A similar thing happened after I binged Marvel’s The Defenders over the weekend. Netflix recommended titles with obvious similarities like Arrow and Captain America: Civil War, but also White Gold, a Netflix original comedy about “the ruthless world of window sales.”
The streaming-video giant, which prides itself on its personalized recommendation engine, finds titles that seem to have nothing in common, but may actually be brilliant picks because its algorithms look beyond genre. They identify similar characters, familiar plot lines, or actors or directors that a user has shown an affinity for to recommend titles they’re likely to watch, the company explained in a blog post today. It also makes obscure connections based on what other members with similar viewing habits have enjoyed, as Netflix has said.

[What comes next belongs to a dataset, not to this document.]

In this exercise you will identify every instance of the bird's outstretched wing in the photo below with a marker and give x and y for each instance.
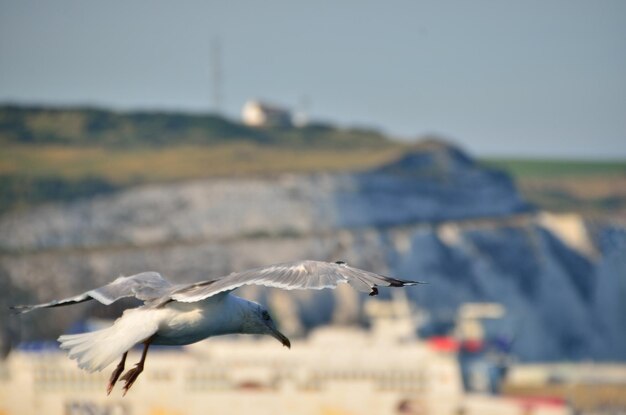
(145, 286)
(301, 275)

And those recommendations regularly defy genre. One in five people who watched Stranger Things had never watched anything from the horror genre on Netflix before, for example. And one in eight who watched Netflix’s Marvel series had never watched any other comic book-based titles before.
Viewers who watched Luke Cage were also drawn to crime documentaries like Amanda Knox or series like Black Mirror that exposed the dark side of society, even though they’re not obvious gateways to a superhero show. Members who watched Jessica Jones demonstrated a penchant for other series with smart humor, like Friends and Master of None, or titles with strong female leads like Orange Is the New Black. And fans of Daredevil watched shows like Bloodline and Breaking Bad that grappled with morality.
And it’s working. Netflix says more than 80% of shows watched over the last two years come through its own recommendations, as opposed to someone searching for a particular show and watching it.